The bill was originally introduced in April by Senators Elizabeth Warren (D-Mass.), Rob Portman (R-OH), Kyrsten Sinema (D-AZ), Thom Tillis (R-NC) and Ranking Member of the Senate Armed Services Committee Jack Reed (D-RI) in the Senate, and by Representatives Cheri Bustos (D-IL) and Brad Wenstrup (R-OH) in the House of Representatives. The House version has not yet passed.
The bill provides the surviving spouse of a servicemember who died during military service with a broad right to terminate a vehicle lease during a one-year period that begins to run on the date of the servicemember’s death. The bill also allows the spouse of a servicemember who sustained a “catastrophic injury or illness” to end a residential lease or vehicle lease during the one-year period that begins to run on the date of the servicemember’s injury or illness.
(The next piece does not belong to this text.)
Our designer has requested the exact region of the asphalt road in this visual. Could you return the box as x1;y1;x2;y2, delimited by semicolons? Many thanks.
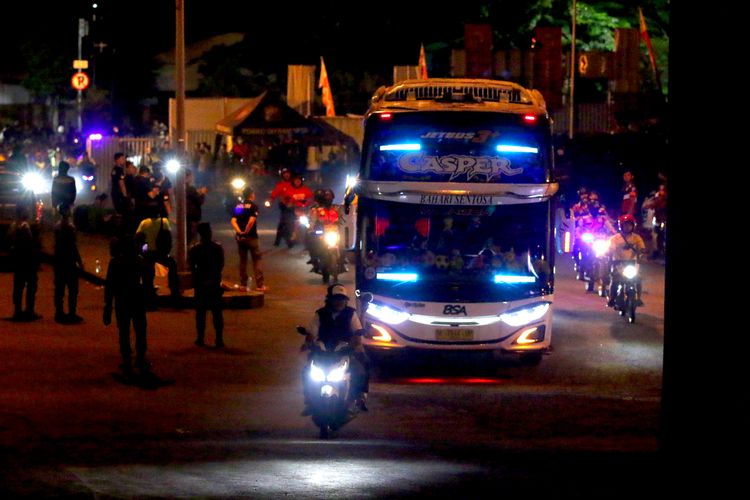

These added protections apply if a servicemember died or sustained the injury or illness while in military service or while performing full-time National Guard duty, active Guard and Reserve duty, or inactive-duty training.
This bill is notable in that it introduces the concept of “catastrophic injury or illness” to the SCRA, though this term itself is not new. Currently, the only references to injuries in the SCRA are relatively obscure provisions relating to desert land and mining claims. Department of Defense Instruction 1341.12 (published August 10, 2015) defines “catastrophic injury or illness” as a “permanent, severely disabling injury, disorder, or illness incurred or aggravated in the line of duty that compromises the ability to perform [activities of daily living] to such a degree that a Service member requires personal or mechanical assistance to leave home or bed, or requires constant supervision to avoid physical harm to self or others.” The term is one of several designations that can be conferred on a servicemember based on an evaluation of that servicemember’s condition as part of DoD’s Disability Evaluation System.
While the bill is silent as what types of evidence a lessor may require of a servicemember’s spouse to prove that such an illness or injury was suffered, the likeliest scenario is that the spouse could provide a copy of documentation showing the designation.